Wir liefen hinters Zelt. Zum Glück guckte sie nicht zu. Ich trug das Piercing an der rechten Brust. Dort warteten schon Daniel und Luca auf mich. Sie winkten mich zu sich rüber. "Ja ich habe das Piercing an." Sagte ich verschämt. Sie mussten lachen. "Nein darum ging es uns nicht." Er legte seine Schulter um mich und wir gingen richtung Zelteingang. "Du darfst nicht so eine Pussi sein..." Fing er an. Ich unterbrach ihn "Was?" "Du musst wie ein Mann wirken. Zeig ihr, dass du nichts von ihr willst. Renn nicht hinter ihr her. Lass sie hinter dir her rennen." Er haute mir mit seiner Hand auf meine Brust und zwinkerte mir zu.

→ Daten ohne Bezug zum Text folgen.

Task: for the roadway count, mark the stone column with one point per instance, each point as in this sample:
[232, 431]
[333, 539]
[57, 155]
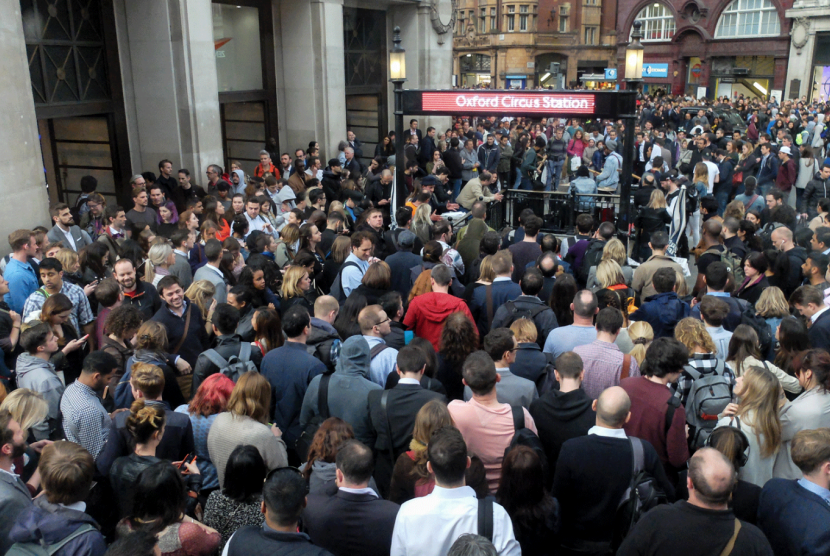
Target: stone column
[23, 199]
[169, 73]
[311, 83]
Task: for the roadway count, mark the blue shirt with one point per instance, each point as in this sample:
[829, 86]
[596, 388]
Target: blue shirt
[815, 489]
[22, 283]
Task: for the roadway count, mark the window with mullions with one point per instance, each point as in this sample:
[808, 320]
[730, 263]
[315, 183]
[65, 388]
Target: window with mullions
[658, 23]
[748, 18]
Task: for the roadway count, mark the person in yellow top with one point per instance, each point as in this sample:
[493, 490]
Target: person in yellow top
[475, 191]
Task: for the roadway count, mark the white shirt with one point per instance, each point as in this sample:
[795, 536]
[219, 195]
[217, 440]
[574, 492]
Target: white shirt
[428, 526]
[608, 433]
[69, 239]
[713, 173]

"Es geht los..." flüsterte unser Vater. Und die Show begann.
Endlich kamen wir dran. Wir treten immer nur zu dritt auf. Wir gingen also in die dunkle Manege. Ein Herzschlag war zu hören und dann ging das Licht an. Wir fingen ganz normal an. Alles lief gut. Dann kam ich an die Reihe.
Ich ging zu den Ringen, die von der Decke kamen.
Von hinten hörte ich Lucas Stimme. "Ausziehen, ausziehen,..." Er versuchte sich das Lachen zu verkneifen. Ich hörte auf ihn und zog meine Jacke aus. Plötzlich hörte ich nur ein leises Lachen. Das Lachen kam mir gekannt vor. Ich guckte verwirrt ins Publikum und versuchte irgendwas zu erkennen. Doch nichts. Ich erkannte einfach gar nichts.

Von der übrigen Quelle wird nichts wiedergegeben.